親父+兄家族の家の図面説明を行う。朝から夕方まで3社。この建物はかなり複雑なので一社に2時間近くかかる。同じことを3回話していると図面の間違いに気付く。ある意味この時が図面の最終確認でもある(本当はそれではいけないのだが)。工務店側は図面がよく描けいているので間違いなく見積もれますと言う。間違いなく拾われるととても高くなりそうで怖いのだが、、、、
その昔図面は描き過ぎるなと言われることもあった。堂々と大きな図で難しいディテール描くと見積もり者の安全係数のようなものが無造作に掛けられてどんどん高くなると言うわけである。その代りに見落としそうな大きさで上手く紛れ込ませ、現場でいろいろ考えれば安い方法も見つかると言われた。
これも先輩に聞いた話だが村野藤吾の実施図面は縦線と横線が交わらないという。2Hくらいの細いか弱い線で描かれ、線の最後のあたりは定規が外されてフリーハンドで曲線となって消滅しているというのだ。交わってないのだからそのあたりがどうなっているか分からない。見積もり者は推測で見積もるのだが、現場で巨匠のとんでもないカーブのスケッチがでるそうだ。もちろん見積もりを遥かに超えた工事となるのだが施工者は泣く泣くやると聞いた。

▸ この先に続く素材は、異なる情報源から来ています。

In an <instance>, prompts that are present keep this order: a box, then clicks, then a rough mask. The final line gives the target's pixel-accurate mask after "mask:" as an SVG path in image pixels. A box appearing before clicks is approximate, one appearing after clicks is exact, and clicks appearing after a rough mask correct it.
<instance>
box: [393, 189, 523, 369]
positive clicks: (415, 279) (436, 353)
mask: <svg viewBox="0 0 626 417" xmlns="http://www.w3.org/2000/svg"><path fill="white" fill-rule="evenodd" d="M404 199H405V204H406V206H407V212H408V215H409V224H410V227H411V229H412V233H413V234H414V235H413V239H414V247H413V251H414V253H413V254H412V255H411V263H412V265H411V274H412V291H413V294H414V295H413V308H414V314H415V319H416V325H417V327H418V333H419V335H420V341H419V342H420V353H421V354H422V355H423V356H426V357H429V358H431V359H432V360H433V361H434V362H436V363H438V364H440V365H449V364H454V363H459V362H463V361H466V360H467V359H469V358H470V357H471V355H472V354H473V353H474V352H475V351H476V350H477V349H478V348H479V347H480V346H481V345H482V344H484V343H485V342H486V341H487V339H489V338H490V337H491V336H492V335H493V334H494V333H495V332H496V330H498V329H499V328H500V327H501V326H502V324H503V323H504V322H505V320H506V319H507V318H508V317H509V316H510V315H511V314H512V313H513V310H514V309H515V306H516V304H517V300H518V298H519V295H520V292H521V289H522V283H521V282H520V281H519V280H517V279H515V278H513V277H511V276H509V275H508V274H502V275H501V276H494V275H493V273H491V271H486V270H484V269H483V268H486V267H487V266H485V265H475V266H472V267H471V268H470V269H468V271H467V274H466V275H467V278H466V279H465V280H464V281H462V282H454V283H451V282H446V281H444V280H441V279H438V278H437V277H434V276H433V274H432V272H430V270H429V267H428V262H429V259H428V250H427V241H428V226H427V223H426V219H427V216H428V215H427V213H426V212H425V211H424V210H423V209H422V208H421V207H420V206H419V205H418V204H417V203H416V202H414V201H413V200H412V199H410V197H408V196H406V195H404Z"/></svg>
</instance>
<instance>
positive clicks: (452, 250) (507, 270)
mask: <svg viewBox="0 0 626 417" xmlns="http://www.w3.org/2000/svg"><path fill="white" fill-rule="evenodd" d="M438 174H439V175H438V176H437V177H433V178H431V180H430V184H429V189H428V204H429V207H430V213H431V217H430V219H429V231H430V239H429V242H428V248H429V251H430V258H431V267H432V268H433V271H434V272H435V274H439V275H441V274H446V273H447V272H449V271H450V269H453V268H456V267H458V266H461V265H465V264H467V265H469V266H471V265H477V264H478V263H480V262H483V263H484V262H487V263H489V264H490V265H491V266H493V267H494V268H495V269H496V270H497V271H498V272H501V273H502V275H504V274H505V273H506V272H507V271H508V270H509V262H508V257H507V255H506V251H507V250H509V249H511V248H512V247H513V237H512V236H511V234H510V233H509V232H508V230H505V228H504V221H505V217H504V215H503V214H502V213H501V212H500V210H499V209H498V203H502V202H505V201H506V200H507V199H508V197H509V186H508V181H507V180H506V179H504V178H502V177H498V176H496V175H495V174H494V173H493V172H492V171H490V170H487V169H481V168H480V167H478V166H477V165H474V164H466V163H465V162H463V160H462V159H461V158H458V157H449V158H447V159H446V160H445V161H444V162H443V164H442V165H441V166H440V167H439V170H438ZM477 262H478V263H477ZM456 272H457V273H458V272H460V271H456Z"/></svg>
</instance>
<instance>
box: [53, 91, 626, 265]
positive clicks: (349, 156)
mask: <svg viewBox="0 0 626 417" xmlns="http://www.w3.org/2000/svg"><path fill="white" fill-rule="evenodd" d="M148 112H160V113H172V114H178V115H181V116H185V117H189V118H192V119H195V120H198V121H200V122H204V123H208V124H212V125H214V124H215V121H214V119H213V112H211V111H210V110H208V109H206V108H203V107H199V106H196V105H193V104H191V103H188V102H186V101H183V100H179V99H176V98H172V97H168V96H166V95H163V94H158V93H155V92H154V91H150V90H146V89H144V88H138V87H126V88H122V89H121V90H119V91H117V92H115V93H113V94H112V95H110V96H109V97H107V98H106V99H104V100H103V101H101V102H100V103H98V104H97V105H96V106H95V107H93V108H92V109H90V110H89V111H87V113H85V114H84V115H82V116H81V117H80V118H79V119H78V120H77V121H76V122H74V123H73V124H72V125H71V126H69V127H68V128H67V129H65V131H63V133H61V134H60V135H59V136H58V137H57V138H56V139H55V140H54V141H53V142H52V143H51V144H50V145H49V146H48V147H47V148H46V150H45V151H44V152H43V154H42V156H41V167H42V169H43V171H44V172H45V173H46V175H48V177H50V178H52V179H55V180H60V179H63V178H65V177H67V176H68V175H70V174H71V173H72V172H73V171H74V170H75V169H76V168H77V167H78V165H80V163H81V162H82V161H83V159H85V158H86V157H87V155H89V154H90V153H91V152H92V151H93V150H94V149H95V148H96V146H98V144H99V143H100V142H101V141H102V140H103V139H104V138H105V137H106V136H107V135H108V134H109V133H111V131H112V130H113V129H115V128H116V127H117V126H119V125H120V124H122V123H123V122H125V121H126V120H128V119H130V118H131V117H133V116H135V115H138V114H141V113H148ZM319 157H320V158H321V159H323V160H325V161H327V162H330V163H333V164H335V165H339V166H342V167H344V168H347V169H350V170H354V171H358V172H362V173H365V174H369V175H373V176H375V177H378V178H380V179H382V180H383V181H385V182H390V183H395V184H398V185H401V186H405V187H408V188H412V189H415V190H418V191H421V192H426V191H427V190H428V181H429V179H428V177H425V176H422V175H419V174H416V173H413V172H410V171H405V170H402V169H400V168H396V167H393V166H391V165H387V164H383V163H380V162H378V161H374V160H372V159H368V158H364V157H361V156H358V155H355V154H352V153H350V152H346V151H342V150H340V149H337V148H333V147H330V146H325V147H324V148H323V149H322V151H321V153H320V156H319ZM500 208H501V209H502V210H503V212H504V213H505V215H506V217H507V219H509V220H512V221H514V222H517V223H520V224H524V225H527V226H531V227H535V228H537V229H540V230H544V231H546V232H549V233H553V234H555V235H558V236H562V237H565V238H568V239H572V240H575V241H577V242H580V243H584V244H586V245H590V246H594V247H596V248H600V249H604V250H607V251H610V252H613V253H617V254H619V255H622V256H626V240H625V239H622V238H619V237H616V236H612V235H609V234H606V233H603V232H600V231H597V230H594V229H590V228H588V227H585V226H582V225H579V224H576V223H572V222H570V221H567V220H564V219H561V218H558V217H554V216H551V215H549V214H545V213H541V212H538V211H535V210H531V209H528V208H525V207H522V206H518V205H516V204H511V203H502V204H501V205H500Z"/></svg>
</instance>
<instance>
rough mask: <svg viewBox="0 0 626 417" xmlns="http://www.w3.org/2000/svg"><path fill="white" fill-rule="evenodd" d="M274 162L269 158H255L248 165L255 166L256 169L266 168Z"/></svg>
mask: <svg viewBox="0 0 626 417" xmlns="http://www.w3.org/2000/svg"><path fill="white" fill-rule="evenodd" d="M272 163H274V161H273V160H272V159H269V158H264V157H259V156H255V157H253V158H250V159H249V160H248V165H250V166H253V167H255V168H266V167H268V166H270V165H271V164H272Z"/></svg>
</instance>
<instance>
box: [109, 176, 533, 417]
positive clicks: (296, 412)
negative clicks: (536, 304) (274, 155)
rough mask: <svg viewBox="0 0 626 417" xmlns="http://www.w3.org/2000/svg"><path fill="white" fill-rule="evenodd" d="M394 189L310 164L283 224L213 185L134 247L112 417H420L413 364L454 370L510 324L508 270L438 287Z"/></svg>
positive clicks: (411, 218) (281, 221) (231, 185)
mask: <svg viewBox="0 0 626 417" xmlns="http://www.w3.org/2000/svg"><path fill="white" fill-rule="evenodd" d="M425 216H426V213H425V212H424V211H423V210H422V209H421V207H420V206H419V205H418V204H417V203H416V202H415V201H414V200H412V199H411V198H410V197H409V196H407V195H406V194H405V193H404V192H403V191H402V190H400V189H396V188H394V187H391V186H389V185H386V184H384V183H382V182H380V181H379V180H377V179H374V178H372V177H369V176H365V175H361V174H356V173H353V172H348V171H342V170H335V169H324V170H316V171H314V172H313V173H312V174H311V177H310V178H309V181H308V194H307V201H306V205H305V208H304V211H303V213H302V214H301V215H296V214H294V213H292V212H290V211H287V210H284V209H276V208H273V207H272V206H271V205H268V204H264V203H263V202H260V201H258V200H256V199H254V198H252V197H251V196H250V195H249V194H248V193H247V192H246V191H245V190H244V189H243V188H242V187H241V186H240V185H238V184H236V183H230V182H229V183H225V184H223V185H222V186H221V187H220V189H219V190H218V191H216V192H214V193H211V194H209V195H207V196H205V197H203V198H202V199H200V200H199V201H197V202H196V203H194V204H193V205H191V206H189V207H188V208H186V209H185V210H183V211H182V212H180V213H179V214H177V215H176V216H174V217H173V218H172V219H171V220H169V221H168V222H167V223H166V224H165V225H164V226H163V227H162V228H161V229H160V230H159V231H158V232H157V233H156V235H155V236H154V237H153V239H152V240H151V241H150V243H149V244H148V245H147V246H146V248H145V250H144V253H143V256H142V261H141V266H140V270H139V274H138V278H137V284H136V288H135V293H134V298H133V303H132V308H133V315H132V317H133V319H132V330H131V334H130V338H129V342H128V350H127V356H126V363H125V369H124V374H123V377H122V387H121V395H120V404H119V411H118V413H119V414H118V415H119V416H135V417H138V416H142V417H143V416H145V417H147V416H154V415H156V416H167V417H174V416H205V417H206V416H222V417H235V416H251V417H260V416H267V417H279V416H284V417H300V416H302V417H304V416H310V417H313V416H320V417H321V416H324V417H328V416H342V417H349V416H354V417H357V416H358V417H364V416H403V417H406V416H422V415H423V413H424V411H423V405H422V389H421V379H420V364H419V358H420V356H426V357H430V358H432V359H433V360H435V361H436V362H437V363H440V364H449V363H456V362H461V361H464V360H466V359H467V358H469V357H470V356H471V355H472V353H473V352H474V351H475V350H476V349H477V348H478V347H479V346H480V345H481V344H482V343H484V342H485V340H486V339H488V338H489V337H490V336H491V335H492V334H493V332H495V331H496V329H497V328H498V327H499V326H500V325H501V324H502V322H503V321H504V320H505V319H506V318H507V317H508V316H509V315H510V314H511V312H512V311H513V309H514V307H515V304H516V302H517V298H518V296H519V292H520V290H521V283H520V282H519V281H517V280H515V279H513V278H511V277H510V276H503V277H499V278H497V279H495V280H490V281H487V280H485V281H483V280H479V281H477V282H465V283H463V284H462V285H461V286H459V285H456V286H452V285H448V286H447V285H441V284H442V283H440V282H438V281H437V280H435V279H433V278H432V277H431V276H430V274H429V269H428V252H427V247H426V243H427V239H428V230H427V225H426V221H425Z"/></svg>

図面と言うのは見積もり図書であり施工図書ではあり契約図書である。けれど実寸で描かれているわけでは無いから、そりゃそこに描ききれないことが沢山ある。それでもその図書で見積もって建物を作るのだから、その描ききれない部分は施工者と設計者の阿吽の呼吸で埋めていくしかない。そう考えるとこの契約図書はなんとも曖昧なものである。よく建築の契約はひどく曖昧であるとクライアンとに言われる。工事契約約款の内容を言う人もいれば、機械工学を学んだこの建物のクライアント(兄)のように図面の精度が低いと驚く人もいる。そりゃ機械製図の縮尺と建築図の縮尺は当たり前だが比較にならない。
まあこういうわけなので建築業界というものは何時まで経っても曖昧である。しかし建築ってある程度そんなものである。住宅が機械になることはない。